The NCSACW provides consultation, training, and technical assistance to support agencies and professionals develop or enhance policies, practices, and procedures that benefit families and improve their outcomes. The NCSACW also researches, compiles, and shares examples of successful programs with other jurisdictions to expand best practices in communities across the country. Brief consultation and technical assistance support are provided by phone, email, or web-based technologies to provide information, resources, publications, guidance, and effective strategies.
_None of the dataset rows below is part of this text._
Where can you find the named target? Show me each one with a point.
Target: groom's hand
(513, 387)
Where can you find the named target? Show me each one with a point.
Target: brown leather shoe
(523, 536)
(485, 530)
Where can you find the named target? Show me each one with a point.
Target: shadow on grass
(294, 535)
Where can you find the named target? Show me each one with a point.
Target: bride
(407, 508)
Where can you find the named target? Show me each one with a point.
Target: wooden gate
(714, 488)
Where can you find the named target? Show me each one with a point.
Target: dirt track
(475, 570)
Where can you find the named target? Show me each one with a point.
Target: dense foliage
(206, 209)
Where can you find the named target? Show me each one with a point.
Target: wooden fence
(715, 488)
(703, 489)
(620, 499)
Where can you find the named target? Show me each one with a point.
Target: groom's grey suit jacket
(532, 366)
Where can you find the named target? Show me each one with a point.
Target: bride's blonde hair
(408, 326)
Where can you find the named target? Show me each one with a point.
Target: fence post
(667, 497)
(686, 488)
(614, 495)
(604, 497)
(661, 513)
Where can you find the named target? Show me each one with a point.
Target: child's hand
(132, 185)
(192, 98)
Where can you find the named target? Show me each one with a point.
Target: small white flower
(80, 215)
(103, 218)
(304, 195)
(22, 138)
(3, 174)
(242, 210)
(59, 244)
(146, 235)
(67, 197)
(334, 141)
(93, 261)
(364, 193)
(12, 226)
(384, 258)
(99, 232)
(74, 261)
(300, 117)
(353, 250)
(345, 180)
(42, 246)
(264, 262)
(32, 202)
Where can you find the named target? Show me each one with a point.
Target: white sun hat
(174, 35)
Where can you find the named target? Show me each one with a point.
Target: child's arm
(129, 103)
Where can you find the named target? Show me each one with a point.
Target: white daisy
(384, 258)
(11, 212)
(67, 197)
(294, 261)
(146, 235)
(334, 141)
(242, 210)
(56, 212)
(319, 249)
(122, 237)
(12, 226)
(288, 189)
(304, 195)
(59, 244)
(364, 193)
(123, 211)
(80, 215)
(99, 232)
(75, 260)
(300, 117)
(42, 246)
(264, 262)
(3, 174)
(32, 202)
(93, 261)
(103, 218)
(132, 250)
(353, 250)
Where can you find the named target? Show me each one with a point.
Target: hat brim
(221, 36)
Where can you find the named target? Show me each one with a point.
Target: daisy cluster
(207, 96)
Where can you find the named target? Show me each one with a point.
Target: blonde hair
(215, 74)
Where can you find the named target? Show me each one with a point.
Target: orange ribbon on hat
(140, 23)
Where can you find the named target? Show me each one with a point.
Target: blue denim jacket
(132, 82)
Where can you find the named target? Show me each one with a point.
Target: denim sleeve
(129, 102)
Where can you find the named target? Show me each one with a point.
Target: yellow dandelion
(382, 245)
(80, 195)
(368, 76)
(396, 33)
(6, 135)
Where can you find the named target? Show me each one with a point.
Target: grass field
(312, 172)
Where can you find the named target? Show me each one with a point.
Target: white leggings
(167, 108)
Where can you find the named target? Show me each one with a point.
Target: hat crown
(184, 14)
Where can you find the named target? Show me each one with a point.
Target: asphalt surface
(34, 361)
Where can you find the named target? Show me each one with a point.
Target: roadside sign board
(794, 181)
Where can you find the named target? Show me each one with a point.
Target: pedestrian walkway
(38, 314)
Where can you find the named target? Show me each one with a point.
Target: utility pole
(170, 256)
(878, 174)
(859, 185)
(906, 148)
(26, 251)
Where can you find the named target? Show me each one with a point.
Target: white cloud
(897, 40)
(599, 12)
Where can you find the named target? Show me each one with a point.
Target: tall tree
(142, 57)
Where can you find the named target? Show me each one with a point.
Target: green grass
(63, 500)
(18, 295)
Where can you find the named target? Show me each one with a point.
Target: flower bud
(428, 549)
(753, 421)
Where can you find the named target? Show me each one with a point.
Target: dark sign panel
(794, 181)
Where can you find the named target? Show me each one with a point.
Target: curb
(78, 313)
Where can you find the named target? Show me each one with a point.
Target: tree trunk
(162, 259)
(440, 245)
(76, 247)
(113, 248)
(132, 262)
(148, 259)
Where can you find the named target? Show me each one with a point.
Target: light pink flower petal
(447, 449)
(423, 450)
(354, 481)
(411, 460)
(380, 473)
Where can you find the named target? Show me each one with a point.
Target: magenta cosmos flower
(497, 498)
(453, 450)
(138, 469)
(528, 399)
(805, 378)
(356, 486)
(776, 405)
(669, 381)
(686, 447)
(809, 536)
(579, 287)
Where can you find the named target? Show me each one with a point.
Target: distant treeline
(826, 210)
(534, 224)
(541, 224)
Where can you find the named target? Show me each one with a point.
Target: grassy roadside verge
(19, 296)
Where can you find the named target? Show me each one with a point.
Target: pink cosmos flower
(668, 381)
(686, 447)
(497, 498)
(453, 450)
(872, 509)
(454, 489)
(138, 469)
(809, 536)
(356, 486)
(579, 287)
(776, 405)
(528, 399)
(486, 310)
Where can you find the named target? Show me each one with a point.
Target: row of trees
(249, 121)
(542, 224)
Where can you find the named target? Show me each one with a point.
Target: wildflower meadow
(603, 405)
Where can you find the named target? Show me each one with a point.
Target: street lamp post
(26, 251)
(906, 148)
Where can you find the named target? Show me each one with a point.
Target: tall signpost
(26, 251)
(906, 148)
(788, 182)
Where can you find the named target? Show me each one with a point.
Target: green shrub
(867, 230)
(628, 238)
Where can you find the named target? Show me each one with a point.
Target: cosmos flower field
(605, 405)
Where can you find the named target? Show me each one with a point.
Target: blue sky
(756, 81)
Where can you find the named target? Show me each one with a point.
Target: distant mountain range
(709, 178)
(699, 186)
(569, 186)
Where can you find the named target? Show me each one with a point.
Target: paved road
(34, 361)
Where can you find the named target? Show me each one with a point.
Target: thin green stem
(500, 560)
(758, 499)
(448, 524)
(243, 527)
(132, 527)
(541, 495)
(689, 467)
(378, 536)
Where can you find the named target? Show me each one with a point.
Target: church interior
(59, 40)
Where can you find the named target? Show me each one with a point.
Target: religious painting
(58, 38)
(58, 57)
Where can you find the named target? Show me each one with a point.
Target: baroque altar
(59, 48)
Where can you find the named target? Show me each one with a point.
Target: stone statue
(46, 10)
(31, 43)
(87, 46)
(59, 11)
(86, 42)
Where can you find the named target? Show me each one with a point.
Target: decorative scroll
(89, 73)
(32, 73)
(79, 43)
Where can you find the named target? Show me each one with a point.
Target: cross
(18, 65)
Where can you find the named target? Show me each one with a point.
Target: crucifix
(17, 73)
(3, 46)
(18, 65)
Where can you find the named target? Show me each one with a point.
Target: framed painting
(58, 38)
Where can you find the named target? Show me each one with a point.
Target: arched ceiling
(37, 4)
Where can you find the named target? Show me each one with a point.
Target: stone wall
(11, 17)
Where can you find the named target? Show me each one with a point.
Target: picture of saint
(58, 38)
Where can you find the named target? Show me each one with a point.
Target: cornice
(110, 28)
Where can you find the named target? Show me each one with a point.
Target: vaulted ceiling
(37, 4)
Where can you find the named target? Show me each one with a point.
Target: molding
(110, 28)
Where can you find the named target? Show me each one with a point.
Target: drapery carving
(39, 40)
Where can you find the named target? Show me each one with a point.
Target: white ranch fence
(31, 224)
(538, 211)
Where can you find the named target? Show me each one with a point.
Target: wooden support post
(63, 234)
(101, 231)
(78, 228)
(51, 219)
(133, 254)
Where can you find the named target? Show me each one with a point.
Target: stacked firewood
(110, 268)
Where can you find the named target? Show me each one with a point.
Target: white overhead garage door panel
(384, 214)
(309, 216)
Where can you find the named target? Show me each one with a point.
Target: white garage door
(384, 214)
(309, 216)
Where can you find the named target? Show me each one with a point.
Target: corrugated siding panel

The NCSACW’s In-Depth Technical Assistance uses a phased approach to assess strengths and system challenges, implement practice and system changes, and improve information sharing to monitor family and system outcomes. This program of intensive technical assistance provides relationship-based coaching and support for varying lengths of engagement with collaborative teams who apply for assistance. The NCSACW staff members also assist grant programs such as Regional Partnership Grants funded by ACYF’s Children’s Bureau or to SAMHSA grantees to ensure their success.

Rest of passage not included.